Emboldened by the Union victory and support from Radical Republicans, formerly enslaved people built schools, churches, and other community institutions. They voted and ran for office — and often won. Black men served in elected office from local school boards on up to the U.S. Senate. During Reconstruction, America enjoyed a brief flowering of interracial democracy.

These biracial state governments were overthrown by homegrown terrorism backed by governmental force. And the Supreme Court provided legal cover for it. Beginning with its decision in the 1883 Civil Rights Cases and accelerating in the 1890s and 1900s, the court systematically reversed Reconstruction-era gains. Under Fuller’s leadership, writes Columbia University’s Eric Foner, the preeminent history of the era, “the Supreme Court’s retreat from Reconstruction reached high tide.”

The Court undermined the 13th Amendment by allowing Southern governments to use prisoners as unpaid labor in a system labeled “slavery by another name.” It distorted the 14th Amendment into a defense of corporate personhood, rather than the rights of minorities. It acquiesced as Southern governments eviscerated the 15th amendment by effectively disenfranchising Black voters. And in Plessy v. Ferguson (1896) it threw its weight behind the White South’s efforts to segregate people by race.

A broad, interracial coalition of Americans fought this effort to re-impose white supremacy across the South. They urged Fuller and the Court to defend equality for all. Fuller chose to ignore those voices. He instead embraced the opposite position that white Southerners should be free to discriminate against and disfranchise Black citizens.

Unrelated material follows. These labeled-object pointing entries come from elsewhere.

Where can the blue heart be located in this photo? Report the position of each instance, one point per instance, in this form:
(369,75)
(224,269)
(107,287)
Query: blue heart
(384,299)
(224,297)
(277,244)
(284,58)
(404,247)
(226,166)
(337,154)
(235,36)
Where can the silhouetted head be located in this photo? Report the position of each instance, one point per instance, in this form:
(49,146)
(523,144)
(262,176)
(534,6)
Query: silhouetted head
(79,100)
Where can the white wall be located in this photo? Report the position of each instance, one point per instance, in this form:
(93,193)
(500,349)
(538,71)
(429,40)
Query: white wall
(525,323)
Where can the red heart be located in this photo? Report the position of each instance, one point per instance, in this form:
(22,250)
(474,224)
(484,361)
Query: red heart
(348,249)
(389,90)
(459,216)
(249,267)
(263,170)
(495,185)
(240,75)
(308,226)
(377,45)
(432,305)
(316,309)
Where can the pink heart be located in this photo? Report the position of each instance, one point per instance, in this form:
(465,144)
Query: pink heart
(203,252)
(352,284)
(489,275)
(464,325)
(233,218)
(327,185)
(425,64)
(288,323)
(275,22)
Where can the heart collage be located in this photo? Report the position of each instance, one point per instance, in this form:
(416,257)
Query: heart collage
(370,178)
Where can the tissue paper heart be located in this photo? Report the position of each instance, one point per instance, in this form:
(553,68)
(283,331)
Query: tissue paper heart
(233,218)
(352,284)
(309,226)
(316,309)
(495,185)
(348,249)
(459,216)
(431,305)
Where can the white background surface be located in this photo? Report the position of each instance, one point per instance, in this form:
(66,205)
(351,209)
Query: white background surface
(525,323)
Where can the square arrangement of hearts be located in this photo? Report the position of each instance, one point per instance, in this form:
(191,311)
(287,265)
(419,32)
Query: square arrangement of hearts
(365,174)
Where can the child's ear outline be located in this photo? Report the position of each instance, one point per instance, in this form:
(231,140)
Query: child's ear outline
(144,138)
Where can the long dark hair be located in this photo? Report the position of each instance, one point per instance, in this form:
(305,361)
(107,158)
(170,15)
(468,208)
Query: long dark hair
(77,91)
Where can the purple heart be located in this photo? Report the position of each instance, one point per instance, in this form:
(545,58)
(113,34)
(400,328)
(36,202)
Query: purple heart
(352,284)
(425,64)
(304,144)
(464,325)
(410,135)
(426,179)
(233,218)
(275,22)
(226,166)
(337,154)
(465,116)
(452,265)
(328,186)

The court’s decisions, Plessy in particular, generated significant protest at the time, and not just from civil rights activists. Justice John Marshall Harlan, a former slaveholder, offered a stinging dissent in Plessy. “Our Constitution is colorblind and neither knows nor tolerates classes among citizens,” Harlan wrote. “In my opinion, the judgment this day rendered will, in time, prove to be quite as pernicious as the decision made by this tribunal in the Dred Scott Case.” Justice Harlan was right. This was a terrible decision, and many people at the time knew it.

White supremacists succeeded in the 1880s and 1890s, and we as a nation have had to live with the consequences of entrenched racial inequality. But we do not have to celebrate their victories, and we should not honor people such as Melville Fuller who aided and abetted them.

Fuller does not reflect our values as a community or our ideals as a nation. His statue should be removed from public grounds. Doing so does not “erase” history. Instead, it shows that we have learned from it.

Chris Myers Asch, of Hallowell, teaches history at Colby College and runs the Capital Area New Mainers Project.